In described formula 6, (min{z, z'} ＜ u_i≤ max{z, z'} | R) in z and z' represent in described R any one set unit The i-th of the vector that a pair inhomogeneous high dimensional feature vector X and X' in element obtains after converting respectively through described projection matrix P Individual element, Pr (min{z, z'} ＜ u_i≤ max{z, z'} | R) represent for the set element in described R, u_iMeet following condition: Min{z, z'} ＜ u_iThe probability of≤max{z, z'}；

Vector component units, for by the u after described vector optimization unit optimization₁～u_mForm described threshold vector.
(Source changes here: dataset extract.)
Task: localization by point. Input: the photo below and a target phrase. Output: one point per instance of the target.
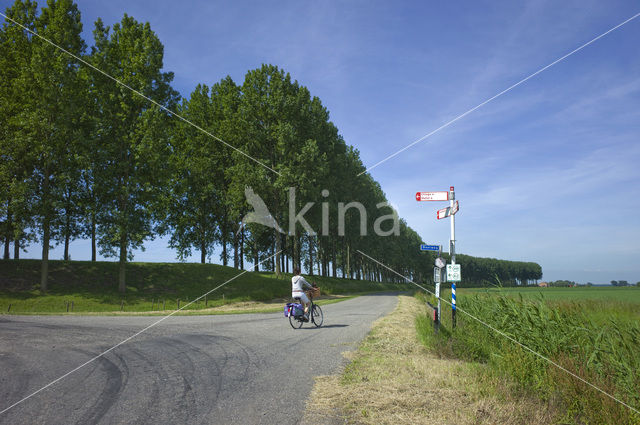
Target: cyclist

13. systems as described in claim 7-12 is arbitrary, it is characterised in that projection matrix builds module and specifically includes:

Minimum matrix characteristic vector computing unit, is used for asking for matrix Σ_GM minimum n tie up matrix characteristic vector；Wherein,Described Σ_QAs shown in Equation 2, described Σ_RAs shown in Equation 3:

Σ_Q=E{ (X-X') (X-X')^T| Q} (formula 2)

In described formula 2, E{ (X-X') (X-X')^T| Q} represents the covariance matrix between high dimensional feature vector similar in described Q Average, a pair similar high dimensional feature vector that X and X' therein represents in Q in any one set element；

∑_R=E{ (X-X') (X-X')^T| R} (formula 3)

In described formula 3, E{ (X-X') (X-X')^T| R} represents the covariance square in described R between inhomogeneous high dimensional feature vector The average of battle array, a pair inhomogeneous high dimensional feature vector that X and X' therein represents in R in any one set element；

Projection matrix determines unit, for being tieed up matrix characteristic vector by m the n asked for, constitutes the projection matrix P of m × n.